On or before January 30, 2009 (“Final Maturity”), THE STEAK N SHAKE COMPANY , an Indiana corporation (the “Maker”) promises to pay to the order of FIFTH THIRD BANK, a Michigan banking corporation, formerly known as Fifth Third Bank (Central Indiana), and Fifth Third Bank, Indiana (Central) (the “Bank”) at the principal office of the Bank at Indianapolis, Indiana, the principal sum of Forty-Five Million and 00/100 Dollars ($45,000,000.00), or so much of the principal amount of the Loan represented by this Note as may be disbursed by the Bank pursuant to the terms of the Credit Agreement described below, and to pay interest on the unpaid principal balance outstanding from time to time as provided in this Note.

This Note evidences indebtedness (the “Loan”) incurred or to be incurred by the Maker under a revolving line of credit extended to the Maker by the Bank under a Credit Agreement dated as of November 16, 2001, as amended (the “Credit Agreement”).  All references in this Note to the Credit Agreement shall be construed as references to that Agreement as it may be amended from time to time.  The Loan is referred to in the Credit Agreement as the “Revolving Loan.”  Subject to the terms and conditions of the Credit Agreement, the proceeds of the Loan may be advanced and repaid and re-advanced until Final Maturity.  The principal amount of the Loan outstanding from time to time shall be determined by reference to the books and records of the Bank on which all Advances under the Loan and all payments by the Maker on account of the Loan shall be recorded.  Such books and records shall be deemed prima facie to be correct as to such matters. The terms “Advance” and “Banking Day” are used in this Note as defined in the Credit Agreement.

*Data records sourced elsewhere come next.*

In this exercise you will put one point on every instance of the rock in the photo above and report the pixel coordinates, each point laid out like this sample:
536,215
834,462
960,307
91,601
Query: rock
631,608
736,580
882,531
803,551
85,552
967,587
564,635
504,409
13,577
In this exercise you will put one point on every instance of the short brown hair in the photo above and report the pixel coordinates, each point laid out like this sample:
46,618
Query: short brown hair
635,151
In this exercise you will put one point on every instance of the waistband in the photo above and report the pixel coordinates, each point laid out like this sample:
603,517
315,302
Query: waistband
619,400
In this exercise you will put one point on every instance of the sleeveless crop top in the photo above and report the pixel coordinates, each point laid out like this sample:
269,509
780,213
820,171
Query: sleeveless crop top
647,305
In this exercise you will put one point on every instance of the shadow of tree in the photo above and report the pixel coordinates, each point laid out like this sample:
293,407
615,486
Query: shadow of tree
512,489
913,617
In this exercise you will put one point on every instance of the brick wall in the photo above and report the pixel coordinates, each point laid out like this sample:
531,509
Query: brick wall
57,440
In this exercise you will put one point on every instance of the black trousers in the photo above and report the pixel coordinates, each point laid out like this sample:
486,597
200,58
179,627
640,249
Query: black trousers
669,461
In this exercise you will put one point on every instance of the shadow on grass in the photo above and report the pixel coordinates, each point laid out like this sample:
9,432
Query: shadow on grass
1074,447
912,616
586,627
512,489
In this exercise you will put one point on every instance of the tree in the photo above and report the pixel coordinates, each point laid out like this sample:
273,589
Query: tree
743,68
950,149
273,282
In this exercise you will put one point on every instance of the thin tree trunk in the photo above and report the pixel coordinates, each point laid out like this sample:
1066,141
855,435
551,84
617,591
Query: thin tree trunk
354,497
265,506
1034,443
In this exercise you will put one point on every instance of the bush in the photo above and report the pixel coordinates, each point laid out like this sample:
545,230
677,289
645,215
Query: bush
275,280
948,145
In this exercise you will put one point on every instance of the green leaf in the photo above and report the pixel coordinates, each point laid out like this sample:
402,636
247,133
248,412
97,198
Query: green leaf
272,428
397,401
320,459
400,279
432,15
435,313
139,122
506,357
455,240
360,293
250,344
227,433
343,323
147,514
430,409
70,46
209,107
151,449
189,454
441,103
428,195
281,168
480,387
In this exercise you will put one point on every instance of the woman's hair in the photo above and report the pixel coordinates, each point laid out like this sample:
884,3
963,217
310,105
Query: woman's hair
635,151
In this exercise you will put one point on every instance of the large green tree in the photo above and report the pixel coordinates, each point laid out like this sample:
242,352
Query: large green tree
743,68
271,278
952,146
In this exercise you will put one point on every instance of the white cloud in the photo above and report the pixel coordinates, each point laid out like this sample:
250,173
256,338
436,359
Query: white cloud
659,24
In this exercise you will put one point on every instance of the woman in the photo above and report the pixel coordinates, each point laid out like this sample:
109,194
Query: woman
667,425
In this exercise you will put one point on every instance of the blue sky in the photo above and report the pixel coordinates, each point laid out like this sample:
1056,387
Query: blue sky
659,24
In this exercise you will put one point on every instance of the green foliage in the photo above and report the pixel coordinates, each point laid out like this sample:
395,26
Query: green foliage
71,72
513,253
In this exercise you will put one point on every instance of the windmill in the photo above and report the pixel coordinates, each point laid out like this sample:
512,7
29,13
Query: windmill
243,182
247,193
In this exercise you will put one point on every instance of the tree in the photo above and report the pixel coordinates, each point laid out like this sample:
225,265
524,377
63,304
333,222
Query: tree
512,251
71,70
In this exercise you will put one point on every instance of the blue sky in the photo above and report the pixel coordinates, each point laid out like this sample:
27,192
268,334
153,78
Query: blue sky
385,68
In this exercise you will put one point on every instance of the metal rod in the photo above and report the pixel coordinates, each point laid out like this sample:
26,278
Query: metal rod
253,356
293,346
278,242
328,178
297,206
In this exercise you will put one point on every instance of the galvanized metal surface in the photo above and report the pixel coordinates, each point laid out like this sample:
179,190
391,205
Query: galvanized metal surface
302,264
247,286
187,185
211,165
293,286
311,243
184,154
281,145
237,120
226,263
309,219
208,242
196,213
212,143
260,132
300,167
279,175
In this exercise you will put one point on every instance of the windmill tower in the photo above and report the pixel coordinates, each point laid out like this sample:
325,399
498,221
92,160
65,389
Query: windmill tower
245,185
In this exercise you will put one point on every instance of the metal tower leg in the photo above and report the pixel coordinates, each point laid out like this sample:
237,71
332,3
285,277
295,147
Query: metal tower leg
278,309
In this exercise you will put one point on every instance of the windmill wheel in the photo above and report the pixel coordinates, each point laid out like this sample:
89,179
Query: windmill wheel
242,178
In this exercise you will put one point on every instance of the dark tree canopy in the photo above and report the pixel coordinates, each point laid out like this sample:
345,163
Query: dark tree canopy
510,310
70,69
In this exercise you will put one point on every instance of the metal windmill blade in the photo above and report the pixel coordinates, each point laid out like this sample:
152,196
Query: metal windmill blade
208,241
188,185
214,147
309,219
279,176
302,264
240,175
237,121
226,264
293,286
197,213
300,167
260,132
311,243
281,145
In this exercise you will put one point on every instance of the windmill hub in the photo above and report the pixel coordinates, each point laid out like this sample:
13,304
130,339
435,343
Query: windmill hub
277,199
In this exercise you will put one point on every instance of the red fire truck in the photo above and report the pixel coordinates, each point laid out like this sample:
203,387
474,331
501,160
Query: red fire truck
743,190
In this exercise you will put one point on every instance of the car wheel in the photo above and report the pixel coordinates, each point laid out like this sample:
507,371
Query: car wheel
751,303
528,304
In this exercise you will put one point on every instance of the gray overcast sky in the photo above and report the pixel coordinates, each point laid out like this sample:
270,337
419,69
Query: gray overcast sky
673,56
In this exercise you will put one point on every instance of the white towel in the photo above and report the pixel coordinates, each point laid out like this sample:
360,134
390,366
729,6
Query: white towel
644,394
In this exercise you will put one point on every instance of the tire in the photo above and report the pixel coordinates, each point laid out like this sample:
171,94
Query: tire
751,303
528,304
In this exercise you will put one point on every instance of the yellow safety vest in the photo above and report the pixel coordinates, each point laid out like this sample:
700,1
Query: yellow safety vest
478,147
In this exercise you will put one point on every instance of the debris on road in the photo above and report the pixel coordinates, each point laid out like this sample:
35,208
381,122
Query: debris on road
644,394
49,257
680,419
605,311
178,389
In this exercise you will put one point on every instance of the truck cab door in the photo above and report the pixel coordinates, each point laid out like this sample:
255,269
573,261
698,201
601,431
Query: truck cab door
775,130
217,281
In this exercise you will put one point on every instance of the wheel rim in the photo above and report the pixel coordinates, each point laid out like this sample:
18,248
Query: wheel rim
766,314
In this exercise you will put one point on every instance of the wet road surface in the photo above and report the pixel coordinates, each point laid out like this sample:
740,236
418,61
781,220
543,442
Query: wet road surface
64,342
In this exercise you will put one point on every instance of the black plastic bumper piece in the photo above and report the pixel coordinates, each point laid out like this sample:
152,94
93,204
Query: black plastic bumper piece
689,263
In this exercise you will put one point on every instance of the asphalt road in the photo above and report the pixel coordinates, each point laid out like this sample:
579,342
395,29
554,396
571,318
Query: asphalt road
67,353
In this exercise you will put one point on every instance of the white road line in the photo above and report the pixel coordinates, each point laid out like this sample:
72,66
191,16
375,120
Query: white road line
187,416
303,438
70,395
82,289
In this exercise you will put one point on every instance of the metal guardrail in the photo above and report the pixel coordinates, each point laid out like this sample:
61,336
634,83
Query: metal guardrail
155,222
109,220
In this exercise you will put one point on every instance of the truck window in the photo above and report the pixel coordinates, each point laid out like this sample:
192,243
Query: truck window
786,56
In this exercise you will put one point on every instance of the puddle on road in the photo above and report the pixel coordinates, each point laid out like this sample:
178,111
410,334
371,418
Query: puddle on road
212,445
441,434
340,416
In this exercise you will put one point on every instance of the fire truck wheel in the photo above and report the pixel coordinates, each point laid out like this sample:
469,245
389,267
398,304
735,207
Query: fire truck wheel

Interest on the unpaid principal balance of the Loan outstanding from time to time prior to and after maturity will accrue at the rate or rates provided in the Credit Agreement.  Prior to maturity, accrued interest shall be due and payable on the last Banking Day of each month commencing on the last Banking Day of April, 2008.  After maturity, interest shall be due and payable as accrued and without demand.  Interest will be calculated by applying the ratio of the annual interest rate over a year of 360 days, multiplied by the outstanding principal balance, multiplied by the actual number of days the principal balance is outstanding.

The entire outstanding principal balance of this Note shall be due and payable, together with accrued interest, at Final Maturity.  Principal may be prepaid, but only as provided in the Credit Agreement.
 
If any installment of interest due under the terms of this Note is not paid when due, then the Bank or any subsequent holder of this Note may, subject to the terms of the Credit Agreement, at its option and without notice, declare the entire principal amount of the Note and all accrued interest immediately due and payable.  Reference is made to the Credit Agreement which provides for acceleration of the maturity of this Note upon the happening of other “Events of Default” as defined therein.